Commands and usage¶
Catalogue overview¶
The catalogue tool comes with four commands (engage, disengage, compare, config).
The first two commands (engage, disengage) both require similar arguments and should be run consecutively.
config is an optional command that can be run to generate a configuration file of arguments values for the other three commands.
USAGE
catalogue [-h] <command> [<arg1>] ... [<argN>]
ARGUMENTS
<command> The command to execute
<arg> The arguments of the command
GLOBAL OPTIONS
-h (--help) Display help message.
AVAILABLE COMMANDS
engage Run before an analysis. Saves hashes of `input_data` and `code`.

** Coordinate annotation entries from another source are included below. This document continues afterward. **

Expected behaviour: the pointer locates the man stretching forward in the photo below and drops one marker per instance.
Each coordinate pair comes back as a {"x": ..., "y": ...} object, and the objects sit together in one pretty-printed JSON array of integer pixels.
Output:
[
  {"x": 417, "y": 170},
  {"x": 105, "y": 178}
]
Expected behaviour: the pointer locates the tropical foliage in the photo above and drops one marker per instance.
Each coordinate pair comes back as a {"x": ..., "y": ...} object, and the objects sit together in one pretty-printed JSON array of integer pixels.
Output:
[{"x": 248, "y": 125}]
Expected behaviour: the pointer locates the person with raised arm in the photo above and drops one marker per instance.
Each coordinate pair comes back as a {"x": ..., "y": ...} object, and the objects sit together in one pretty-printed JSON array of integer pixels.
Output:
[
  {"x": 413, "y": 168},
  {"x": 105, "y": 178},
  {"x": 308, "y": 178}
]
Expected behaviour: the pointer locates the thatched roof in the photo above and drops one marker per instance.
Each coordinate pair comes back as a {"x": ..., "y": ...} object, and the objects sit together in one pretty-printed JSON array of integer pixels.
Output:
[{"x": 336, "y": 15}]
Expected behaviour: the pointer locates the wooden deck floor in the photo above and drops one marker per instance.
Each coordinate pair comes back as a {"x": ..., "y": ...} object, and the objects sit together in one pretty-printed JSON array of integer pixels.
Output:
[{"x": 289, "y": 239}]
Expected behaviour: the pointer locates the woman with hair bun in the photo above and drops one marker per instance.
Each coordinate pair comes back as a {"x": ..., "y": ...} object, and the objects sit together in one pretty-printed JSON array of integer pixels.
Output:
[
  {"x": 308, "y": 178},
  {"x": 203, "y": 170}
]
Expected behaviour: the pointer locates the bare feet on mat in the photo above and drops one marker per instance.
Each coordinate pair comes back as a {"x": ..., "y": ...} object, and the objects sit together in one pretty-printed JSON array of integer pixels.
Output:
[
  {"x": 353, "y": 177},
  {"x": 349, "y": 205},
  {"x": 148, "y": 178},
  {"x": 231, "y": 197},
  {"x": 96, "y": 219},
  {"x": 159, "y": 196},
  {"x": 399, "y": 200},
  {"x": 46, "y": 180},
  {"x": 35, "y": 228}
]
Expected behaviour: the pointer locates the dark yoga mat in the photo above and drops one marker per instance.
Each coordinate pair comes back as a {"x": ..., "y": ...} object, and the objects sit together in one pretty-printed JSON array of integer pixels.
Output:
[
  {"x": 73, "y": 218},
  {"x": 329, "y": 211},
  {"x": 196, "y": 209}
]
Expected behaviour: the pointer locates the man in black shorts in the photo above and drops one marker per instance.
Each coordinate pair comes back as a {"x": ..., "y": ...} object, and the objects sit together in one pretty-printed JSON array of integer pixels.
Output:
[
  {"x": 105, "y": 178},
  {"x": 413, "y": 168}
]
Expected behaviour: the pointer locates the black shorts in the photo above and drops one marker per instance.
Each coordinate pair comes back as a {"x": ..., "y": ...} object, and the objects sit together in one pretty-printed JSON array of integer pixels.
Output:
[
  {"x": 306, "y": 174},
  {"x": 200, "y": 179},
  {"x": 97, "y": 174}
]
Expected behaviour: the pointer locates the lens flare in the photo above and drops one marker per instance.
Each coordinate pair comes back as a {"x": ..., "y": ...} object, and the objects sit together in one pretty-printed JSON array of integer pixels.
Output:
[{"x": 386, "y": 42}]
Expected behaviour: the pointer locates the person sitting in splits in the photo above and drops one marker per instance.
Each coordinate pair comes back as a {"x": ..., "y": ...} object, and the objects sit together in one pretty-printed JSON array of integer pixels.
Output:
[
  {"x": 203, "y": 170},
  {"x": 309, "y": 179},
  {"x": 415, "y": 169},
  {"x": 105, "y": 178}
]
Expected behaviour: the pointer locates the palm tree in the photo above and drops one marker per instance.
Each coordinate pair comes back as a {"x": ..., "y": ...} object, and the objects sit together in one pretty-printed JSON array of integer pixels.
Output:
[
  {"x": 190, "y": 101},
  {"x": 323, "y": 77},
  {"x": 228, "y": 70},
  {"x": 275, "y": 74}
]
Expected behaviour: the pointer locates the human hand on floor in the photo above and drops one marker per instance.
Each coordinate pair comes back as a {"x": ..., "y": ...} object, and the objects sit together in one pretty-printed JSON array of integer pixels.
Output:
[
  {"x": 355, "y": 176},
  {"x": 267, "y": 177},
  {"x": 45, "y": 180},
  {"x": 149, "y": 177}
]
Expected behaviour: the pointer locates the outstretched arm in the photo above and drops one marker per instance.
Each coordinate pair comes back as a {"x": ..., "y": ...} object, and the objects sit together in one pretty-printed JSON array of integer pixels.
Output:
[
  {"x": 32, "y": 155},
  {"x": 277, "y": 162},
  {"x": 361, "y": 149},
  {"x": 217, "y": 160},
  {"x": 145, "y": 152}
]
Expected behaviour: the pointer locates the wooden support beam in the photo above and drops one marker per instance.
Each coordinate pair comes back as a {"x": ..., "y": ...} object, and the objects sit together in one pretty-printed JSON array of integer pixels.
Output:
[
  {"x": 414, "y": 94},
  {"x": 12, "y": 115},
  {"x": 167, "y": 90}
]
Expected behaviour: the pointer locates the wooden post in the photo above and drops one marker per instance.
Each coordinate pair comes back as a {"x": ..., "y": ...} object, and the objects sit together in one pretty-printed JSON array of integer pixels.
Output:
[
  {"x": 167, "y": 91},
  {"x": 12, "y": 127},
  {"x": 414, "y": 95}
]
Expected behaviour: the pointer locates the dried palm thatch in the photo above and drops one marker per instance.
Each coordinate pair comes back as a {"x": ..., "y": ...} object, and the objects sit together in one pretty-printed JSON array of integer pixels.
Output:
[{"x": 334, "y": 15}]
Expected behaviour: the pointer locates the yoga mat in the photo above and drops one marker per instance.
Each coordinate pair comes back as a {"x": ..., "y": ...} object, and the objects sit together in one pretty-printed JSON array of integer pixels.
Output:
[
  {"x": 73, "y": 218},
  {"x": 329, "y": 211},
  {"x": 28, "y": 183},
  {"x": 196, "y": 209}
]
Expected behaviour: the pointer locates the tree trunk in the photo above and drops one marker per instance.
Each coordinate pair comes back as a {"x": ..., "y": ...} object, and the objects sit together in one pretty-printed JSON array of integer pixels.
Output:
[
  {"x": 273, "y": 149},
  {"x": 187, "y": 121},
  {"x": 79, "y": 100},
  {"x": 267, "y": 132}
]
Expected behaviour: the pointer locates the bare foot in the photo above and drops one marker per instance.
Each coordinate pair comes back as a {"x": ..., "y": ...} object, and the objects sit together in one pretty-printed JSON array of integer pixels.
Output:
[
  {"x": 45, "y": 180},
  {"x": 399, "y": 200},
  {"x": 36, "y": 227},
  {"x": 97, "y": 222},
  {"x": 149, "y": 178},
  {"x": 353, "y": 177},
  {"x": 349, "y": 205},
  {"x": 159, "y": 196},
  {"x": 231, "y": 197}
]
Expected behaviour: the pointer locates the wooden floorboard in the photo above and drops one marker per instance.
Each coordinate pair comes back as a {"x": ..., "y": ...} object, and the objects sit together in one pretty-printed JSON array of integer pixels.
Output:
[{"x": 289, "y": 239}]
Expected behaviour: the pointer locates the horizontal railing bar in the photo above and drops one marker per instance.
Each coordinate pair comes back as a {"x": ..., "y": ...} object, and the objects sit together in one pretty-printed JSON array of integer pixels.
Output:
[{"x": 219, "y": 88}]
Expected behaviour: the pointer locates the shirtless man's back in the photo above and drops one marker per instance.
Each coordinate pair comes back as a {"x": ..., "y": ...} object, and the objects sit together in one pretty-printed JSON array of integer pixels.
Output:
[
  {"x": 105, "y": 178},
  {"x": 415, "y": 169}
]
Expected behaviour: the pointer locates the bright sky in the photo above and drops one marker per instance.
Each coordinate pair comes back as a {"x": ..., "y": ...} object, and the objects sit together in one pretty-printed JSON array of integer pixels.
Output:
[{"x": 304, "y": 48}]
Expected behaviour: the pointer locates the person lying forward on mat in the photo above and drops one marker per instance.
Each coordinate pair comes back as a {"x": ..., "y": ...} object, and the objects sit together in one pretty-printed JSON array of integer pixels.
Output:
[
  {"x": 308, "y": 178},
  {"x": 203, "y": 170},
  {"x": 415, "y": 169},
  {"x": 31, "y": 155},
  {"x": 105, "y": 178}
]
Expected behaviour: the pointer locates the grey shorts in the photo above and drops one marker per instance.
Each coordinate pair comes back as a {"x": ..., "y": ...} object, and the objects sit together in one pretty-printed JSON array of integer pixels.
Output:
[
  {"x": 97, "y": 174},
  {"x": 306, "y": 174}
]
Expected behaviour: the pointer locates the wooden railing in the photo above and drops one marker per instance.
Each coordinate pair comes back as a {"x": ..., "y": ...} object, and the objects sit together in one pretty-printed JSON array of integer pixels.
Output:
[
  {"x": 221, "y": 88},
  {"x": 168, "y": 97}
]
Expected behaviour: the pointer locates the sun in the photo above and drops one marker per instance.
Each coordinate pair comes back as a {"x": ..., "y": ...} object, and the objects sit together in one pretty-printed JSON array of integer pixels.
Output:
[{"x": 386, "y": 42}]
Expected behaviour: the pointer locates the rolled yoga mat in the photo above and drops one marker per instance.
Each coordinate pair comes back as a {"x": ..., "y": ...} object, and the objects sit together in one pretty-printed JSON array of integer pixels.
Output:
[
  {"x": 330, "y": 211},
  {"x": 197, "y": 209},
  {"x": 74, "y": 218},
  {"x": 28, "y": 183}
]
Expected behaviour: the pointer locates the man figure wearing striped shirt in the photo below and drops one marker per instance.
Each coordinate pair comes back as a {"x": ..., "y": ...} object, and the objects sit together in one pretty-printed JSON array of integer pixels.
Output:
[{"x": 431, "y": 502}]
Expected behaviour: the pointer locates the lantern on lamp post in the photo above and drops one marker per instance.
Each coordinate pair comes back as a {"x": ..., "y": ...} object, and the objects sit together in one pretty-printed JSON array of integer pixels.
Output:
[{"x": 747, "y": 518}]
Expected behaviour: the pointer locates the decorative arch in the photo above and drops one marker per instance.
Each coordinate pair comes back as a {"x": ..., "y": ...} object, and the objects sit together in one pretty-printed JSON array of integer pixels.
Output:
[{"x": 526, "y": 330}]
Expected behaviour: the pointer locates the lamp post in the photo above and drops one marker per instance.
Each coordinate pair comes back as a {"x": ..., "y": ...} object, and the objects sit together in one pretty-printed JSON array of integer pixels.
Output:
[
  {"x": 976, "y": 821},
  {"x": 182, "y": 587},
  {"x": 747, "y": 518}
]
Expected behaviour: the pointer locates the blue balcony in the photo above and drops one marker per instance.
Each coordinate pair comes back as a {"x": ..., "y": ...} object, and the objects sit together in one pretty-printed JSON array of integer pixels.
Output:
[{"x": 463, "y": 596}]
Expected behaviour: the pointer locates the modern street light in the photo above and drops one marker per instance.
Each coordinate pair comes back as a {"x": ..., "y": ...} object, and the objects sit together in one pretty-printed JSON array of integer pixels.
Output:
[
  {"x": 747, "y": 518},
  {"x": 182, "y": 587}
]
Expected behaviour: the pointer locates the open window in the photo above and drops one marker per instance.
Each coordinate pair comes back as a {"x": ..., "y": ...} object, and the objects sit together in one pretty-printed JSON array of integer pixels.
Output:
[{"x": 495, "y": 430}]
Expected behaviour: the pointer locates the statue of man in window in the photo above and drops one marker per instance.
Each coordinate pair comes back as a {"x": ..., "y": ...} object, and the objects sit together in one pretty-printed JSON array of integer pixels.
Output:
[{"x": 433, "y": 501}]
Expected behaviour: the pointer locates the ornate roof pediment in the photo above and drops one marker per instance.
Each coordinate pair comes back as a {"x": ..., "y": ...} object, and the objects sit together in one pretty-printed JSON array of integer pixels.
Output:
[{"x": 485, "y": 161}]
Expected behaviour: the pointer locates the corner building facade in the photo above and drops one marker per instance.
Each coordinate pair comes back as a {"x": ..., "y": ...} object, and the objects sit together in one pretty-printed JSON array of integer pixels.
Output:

disengage Run after an analysis. Check `input_data` and `code` hashes now
are the same as at `engage`. Hash `output_data` and save all
hashes to a `TIMESTAMP.json` file.
compare Compare hashes.
config Create a configuration file of arguments that will be used by
by the other commands.
Note that all arguments have default values which will be used if they are not provided. To see these use:
catalogue <command> -h
Available commands¶
engage¶
This command is run before an analysis is conducted:
catalogue engage --input_data <data directory> --code <code directory>
Replace <data directory> and <code directory> with the path to the data and code directories. In practice, this might look something like this:
catalogue engage --input_data data_dir --code code_dir
This will do a series of things. First it will check that the git working tree in our code folder is clean. It gives users a choice:
Working directory contains uncommitted changes.
Do you want to stage and commit all changes? (y/[n])
If we choose to proceed, catalogue will stage and commit all changes in the code directory. Next it will create a temporary file .lock in json format:
//catalogue_results/.lock
{
"timestamp" : {
"engage": "<timestamp (of catalogue engage)>"
},
"input_data": {
"<data directory>" : "<hash of directory>"
},
"code" : {
"<code directory>": "<latest git commit hash>"
}
}
Once catalogue is engaged, you can run your analysis.
disengage¶
The disengage command is run immediately after finishing an analysis to version the results.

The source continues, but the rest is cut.